“Cincuenta sombras de Grey”, un cóctel de promesas incumplidas y recursos de control

La sexualidad encarna en la novela un bien supremo que se comercializa en distintos soportes -libros, películas, objetos- y, bajo una engañosa prédica liberadora, recicla viejas relaciones de poder a la vez que ensaya nuevos recursos de control. ¡Mirá el Trailer!.

Con escasos aciertos literarios y una trama pirotécnica organizada en torno a una relación sadomasoquista, la saga “Cincuenta sombras de Grey” lleva vendidos más de 70 millones de ejemplares y promete revalidar su éxito con la adaptación cinematográfica homónima que llega a los cines argentinos, desafiando voces críticas que la acusan de funcionar como un alternativa falsamente liberadora que encubre nuevas formas de opresión femenina.

No alcanza con ponderar las habilidades del marketing para justificar el posicionamiento de esta historia -editada por Grijalbo- que plantea un vínculo asimétrico entre un déspota millonario y una joven frágil que lucha por su autonomía y lentamente la conquista a través del sexo.

Salpicada por las mismas contradicciones que otros fenómenos contemporáneos, la saga de la inglesa E. L. James condensa sus hallazgos en aquello que ha sido paradójicamente una de sus impugnaciones más frecuentes: la desacreditación concentrada en apreciaciones como “erotismo soft para amas de casa” o “pornografía para mamás”, menosprecia el aporte que supone la identificación masiva de centenares de mujeres con la búsqueda de una homónima que se entrega a la exploración de su deseo.

La clave de esta empatía radica en un relato donde la transgresión irrumpe sutil y disciplinada con el propósito de horadar el paradigma del relato romántico centrado en la búsqueda del yo a través del amor, pero al mismo tiempo preocupada en controlar su potencia disruptiva para evitar la capitulación en cadena de un universo lector que acepta ser desacomodado, pero sólo a medias.

Sin embargo, el mérito de “Cincuenta sombras...” parece quedar replegado a su astucia para instalar en la agenda global una visión adulterada del imaginario sexual femenino ya que las formas de representación de ese universo se acercan más a la reversión de antiguos tópicos patriarcales que a una indagación profunda sobre la naturaleza del deseo.

EROTISMO Y PODER

“La novela combina con habilidad las fantasías femeninas tradicionales con una fachada de aparente liberalidad, que hasta hace poco se reservaba a los varones.
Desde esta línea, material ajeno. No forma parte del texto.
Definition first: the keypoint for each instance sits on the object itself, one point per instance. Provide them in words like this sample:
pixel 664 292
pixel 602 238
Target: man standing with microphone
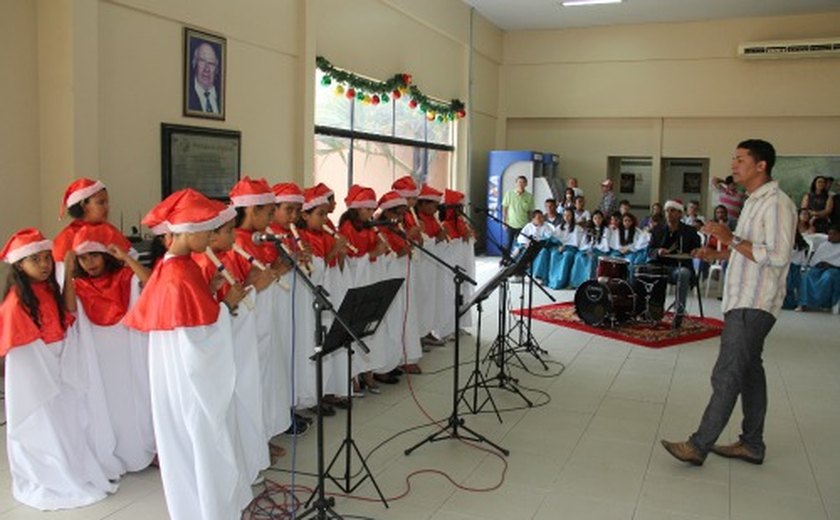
pixel 759 256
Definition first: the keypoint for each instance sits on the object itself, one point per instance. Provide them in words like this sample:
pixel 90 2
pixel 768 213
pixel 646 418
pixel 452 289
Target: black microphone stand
pixel 454 422
pixel 521 329
pixel 322 508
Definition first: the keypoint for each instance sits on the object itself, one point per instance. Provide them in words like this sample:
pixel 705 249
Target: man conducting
pixel 759 257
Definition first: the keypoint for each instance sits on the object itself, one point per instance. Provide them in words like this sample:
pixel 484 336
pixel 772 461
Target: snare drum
pixel 650 283
pixel 612 267
pixel 604 303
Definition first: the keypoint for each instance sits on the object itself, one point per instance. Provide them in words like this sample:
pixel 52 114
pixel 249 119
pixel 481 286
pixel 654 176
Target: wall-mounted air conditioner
pixel 812 48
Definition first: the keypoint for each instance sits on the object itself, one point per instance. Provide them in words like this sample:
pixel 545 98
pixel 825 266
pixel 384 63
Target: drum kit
pixel 611 299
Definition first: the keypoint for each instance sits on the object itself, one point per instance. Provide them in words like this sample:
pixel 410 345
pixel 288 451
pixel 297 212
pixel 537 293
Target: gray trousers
pixel 738 371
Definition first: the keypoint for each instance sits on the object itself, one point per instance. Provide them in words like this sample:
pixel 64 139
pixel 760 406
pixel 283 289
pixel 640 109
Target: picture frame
pixel 627 183
pixel 692 182
pixel 205 68
pixel 205 159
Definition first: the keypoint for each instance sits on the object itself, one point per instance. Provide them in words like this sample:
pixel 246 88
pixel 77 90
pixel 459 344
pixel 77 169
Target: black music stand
pixel 501 351
pixel 363 308
pixel 477 379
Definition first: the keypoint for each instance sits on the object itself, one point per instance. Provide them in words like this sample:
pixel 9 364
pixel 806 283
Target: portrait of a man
pixel 204 75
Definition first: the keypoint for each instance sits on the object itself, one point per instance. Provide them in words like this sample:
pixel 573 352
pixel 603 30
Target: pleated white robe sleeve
pixel 193 375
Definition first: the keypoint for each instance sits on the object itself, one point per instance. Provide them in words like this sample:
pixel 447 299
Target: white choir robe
pixel 424 288
pixel 112 367
pixel 193 377
pixel 248 393
pixel 51 462
pixel 274 372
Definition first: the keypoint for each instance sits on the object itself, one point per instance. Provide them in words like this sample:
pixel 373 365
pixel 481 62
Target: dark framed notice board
pixel 205 159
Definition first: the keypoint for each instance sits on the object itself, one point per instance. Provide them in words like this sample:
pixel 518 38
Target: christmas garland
pixel 399 86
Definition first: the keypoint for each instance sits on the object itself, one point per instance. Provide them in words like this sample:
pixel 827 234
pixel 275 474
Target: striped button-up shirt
pixel 768 221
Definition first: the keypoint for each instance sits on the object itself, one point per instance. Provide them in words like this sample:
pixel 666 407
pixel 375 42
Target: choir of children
pixel 200 363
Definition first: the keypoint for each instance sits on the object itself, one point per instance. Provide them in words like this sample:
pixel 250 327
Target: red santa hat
pixel 675 204
pixel 392 199
pixel 360 197
pixel 452 197
pixel 287 192
pixel 185 211
pixel 25 242
pixel 324 190
pixel 314 197
pixel 95 238
pixel 429 193
pixel 78 191
pixel 251 192
pixel 406 187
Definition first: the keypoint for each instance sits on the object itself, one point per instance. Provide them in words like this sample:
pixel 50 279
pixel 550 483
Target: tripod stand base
pixel 451 432
pixel 321 510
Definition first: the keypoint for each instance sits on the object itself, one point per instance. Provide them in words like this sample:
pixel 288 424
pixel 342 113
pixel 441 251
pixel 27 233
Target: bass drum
pixel 600 303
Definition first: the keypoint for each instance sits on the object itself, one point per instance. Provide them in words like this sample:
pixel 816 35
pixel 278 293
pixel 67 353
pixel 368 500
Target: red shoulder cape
pixel 105 298
pixel 176 295
pixel 16 326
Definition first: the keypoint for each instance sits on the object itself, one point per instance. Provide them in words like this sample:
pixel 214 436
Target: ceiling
pixel 514 15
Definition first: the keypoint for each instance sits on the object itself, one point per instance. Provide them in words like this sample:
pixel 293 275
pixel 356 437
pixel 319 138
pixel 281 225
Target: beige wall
pixel 19 159
pixel 666 90
pixel 96 78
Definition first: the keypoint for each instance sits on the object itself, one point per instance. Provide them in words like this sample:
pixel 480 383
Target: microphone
pixel 261 238
pixel 377 223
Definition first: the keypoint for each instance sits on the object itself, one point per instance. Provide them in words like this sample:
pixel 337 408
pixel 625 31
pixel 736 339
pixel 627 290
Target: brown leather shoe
pixel 737 451
pixel 684 451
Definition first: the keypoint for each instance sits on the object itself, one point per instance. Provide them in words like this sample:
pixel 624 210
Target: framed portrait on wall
pixel 627 183
pixel 205 64
pixel 692 182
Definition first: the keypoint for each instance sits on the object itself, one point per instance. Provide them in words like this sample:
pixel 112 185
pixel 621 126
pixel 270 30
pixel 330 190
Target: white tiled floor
pixel 590 452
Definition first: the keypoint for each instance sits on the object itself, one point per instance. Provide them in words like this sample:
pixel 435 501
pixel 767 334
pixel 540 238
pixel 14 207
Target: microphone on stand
pixel 376 223
pixel 262 238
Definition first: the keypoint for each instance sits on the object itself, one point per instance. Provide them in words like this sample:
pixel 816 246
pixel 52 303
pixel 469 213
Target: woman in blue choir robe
pixel 595 245
pixel 798 261
pixel 820 285
pixel 631 242
pixel 570 236
pixel 541 231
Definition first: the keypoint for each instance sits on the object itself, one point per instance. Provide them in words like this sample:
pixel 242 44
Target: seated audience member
pixel 798 261
pixel 692 213
pixel 729 196
pixel 551 215
pixel 595 245
pixel 804 223
pixel 630 242
pixel 819 202
pixel 538 229
pixel 820 286
pixel 624 207
pixel 568 199
pixel 650 221
pixel 672 238
pixel 582 215
pixel 570 236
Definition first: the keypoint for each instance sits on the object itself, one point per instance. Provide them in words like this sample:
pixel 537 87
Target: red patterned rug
pixel 656 335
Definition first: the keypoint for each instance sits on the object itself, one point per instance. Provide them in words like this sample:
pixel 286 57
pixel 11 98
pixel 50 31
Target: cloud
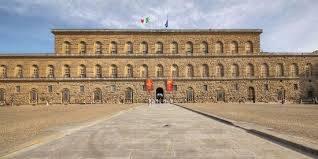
pixel 288 24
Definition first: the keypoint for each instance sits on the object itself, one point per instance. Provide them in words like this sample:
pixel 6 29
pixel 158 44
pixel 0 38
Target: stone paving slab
pixel 160 131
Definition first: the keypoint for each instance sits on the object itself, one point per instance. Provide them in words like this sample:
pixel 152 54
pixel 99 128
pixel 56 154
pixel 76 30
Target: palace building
pixel 113 65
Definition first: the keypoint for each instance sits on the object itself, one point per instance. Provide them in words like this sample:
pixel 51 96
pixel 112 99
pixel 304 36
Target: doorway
pixel 159 95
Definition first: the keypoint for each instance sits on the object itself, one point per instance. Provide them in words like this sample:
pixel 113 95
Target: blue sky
pixel 288 25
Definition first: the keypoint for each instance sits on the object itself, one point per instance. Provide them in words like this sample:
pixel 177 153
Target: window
pixel 129 48
pixel 144 71
pixel 174 48
pixel 113 47
pixel 82 89
pixel 159 70
pixel 17 89
pixel 82 71
pixel 234 47
pixel 113 71
pixel 144 48
pixel 67 48
pixel 264 70
pixel 19 71
pixel 189 48
pixel 205 70
pixel 205 88
pixel 249 70
pixel 175 70
pixel 219 47
pixel 279 70
pixel 50 71
pixel 113 88
pixel 219 70
pixel 129 71
pixel 66 71
pixel 293 70
pixel 235 70
pixel 3 70
pixel 159 48
pixel 190 71
pixel 98 48
pixel 35 71
pixel 98 71
pixel 82 48
pixel 204 47
pixel 266 87
pixel 249 47
pixel 50 88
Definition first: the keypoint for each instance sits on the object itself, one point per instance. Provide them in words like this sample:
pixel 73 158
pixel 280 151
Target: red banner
pixel 169 85
pixel 149 85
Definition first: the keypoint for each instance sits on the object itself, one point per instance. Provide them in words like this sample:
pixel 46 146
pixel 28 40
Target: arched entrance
pixel 190 95
pixel 159 94
pixel 65 96
pixel 251 94
pixel 129 95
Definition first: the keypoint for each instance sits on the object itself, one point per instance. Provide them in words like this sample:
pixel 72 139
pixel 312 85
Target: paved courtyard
pixel 160 131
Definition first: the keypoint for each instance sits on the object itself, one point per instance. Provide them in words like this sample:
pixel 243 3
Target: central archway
pixel 159 94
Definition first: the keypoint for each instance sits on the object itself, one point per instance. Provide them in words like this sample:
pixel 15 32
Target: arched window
pixel 129 95
pixel 35 71
pixel 279 70
pixel 249 47
pixel 50 71
pixel 3 70
pixel 190 70
pixel 174 47
pixel 159 70
pixel 190 95
pixel 98 71
pixel 33 96
pixel 18 71
pixel 129 47
pixel 2 96
pixel 204 47
pixel 129 71
pixel 205 70
pixel 66 71
pixel 82 71
pixel 293 70
pixel 82 48
pixel 144 71
pixel 189 48
pixel 174 71
pixel 97 95
pixel 159 48
pixel 250 70
pixel 113 47
pixel 144 47
pixel 67 47
pixel 264 70
pixel 98 48
pixel 219 70
pixel 308 70
pixel 219 47
pixel 234 47
pixel 113 71
pixel 235 70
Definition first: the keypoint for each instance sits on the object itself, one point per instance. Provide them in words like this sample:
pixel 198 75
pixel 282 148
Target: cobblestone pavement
pixel 160 131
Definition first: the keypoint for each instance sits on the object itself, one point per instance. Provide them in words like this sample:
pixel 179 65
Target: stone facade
pixel 111 66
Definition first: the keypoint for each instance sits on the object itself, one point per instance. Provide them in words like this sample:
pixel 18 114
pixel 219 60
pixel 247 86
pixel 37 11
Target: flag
pixel 166 23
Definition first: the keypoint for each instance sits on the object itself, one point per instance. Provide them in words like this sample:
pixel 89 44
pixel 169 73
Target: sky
pixel 288 25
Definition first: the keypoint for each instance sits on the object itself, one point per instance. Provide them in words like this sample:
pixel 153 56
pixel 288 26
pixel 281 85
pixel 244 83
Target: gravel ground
pixel 22 124
pixel 290 119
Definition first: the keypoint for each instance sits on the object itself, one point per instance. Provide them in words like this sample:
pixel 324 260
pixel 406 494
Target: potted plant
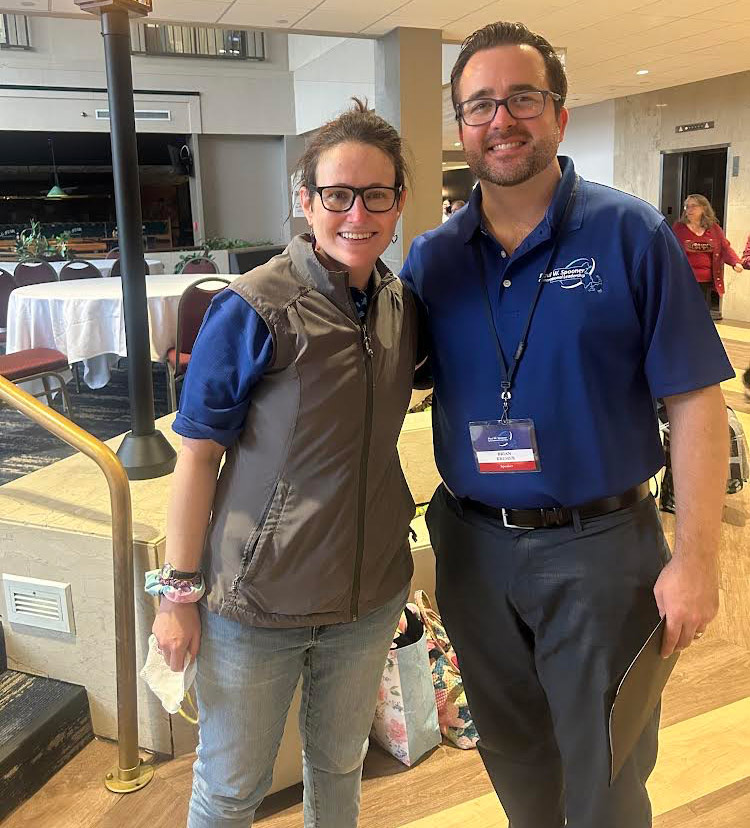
pixel 33 244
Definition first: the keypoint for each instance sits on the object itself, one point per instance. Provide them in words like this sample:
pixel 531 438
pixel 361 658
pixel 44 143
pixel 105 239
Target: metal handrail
pixel 129 774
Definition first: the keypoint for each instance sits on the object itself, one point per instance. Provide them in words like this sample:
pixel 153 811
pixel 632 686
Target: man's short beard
pixel 545 152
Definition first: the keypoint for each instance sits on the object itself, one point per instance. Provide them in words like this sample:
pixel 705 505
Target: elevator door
pixel 702 172
pixel 695 171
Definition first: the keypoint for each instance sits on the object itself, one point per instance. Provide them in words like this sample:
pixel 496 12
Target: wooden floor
pixel 702 778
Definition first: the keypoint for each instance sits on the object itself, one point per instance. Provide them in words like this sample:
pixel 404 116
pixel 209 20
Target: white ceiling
pixel 607 41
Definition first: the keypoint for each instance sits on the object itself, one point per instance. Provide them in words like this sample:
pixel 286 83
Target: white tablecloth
pixel 104 265
pixel 84 319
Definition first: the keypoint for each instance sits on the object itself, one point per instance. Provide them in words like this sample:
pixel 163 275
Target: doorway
pixel 702 171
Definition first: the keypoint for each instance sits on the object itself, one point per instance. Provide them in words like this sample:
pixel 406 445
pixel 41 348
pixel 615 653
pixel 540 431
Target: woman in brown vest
pixel 298 554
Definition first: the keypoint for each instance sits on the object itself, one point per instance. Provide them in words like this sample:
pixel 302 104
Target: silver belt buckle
pixel 506 524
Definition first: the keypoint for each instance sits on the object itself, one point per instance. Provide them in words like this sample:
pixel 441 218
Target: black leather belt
pixel 557 516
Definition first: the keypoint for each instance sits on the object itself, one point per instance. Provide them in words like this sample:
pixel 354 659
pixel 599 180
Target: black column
pixel 145 452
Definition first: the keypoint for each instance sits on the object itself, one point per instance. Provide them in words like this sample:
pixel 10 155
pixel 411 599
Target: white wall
pixel 590 141
pixel 305 48
pixel 647 126
pixel 324 85
pixel 244 181
pixel 243 97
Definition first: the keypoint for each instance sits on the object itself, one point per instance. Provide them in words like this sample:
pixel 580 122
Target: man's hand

El erotismo de la protagonista se despliega sin inhibiciones, pero se combina con el amor romántico y la exclusividad erótica”, explica la psicoanalista Irene Meler.

“Se ha cultivado entre las mujeres un imaginario que estimula su dependencia de un personaje masculino poderoso y atractivo, que las colmaría hipotéticamente de dones económicos y les habilitaría un ascenso social ganado a base de encanto y seducción -analiza-. No es cuestionable que estimule la masturbación, lo discutible es su incitación a la voracidad, la promesa de placeres interminables, en fin, la explotación comercial de un deseo infantilizado que viste con ropas actuales el viejo sueño del príncipe encantador”.

“Sesenta años después de las novelas de Corín Tellado, la ‘sombras de Grey’ parecen su reverso. Esta saga es todo lo que en esos libros no se decía pero se imaginaba en las entrelíneas -señala a Télam la psicoanalista Patricia Malanca-. Más allá de esto, la novela no ayuda a revelar, ni a concientizar respecto a la desigualdad de género”.

Alineada con la lógica de las sociedades post-capitalistas, la sexualidad encarna en “Cincuenta sombras...” un bien supremo que se comercializa en distintos soportes -libros, películas, objetos- y, bajo una engañosa prédica liberadora, recicla viejas relaciones de poder a la vez que ensaya nuevos recursos de control.